Nixon landed in Beijing on a gray winter morning 50 years ago on Monday. Billboards carried slogans such as “Down with American Imperialism,” part of the upheaval under the Cultural Revolution that banished intellectuals and others to the countryside and subjected many to public humiliation and brutal and even deadly attacks in the name of class struggle.
Nixon’s 1972 trip, which included meetings with Chairman Mao Zedong and a visit to the Great Wall, led to the establishment of diplomatic relations in 1979 and the parallel severing of formal ties with Taiwan, which the U.S. had recognized as the government of China after the communists took power in Beijing in 1949.
Premier Zhou Enlai’s translator wrote in a memoir that, to the best of his recollection, Nixon said, “This hand stretches out across the Pacific Ocean in friendship” as he shook hands with Zhou at the airport.
For both sides, it was a friendship born of circumstances, rather than natural allegiances.
China and the Soviet Union, formerly communist allies, had split and even clashed along their border in 1969, and Mao saw the United States as a potential counterbalance to any threat of a Soviet invasion.
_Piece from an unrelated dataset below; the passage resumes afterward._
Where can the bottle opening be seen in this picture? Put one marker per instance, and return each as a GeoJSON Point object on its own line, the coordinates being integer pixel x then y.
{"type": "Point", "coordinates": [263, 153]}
Nixon, embroiled in the Watergate scandal at home, was seeking to isolate the Soviet Union and exit a prolonged and bloody Vietnam War that had divided American society. He hoped that China, an ally of communist North Vietnam in its battle with the U.S.-backed South, could play a role in resolving the conflict.
It would be decades before that happened. First, the U.S. became a huge market for China, propelling the latter’s meteoric rise from an impoverished nation to the world’s second largest economy.
Nixon’s visit was a “pivotal event that ushered in China’s turn outward and subsequent rise globally,” said the University of Chicago’s Dali Yang, the author of numerous books on Chinese politics and economics.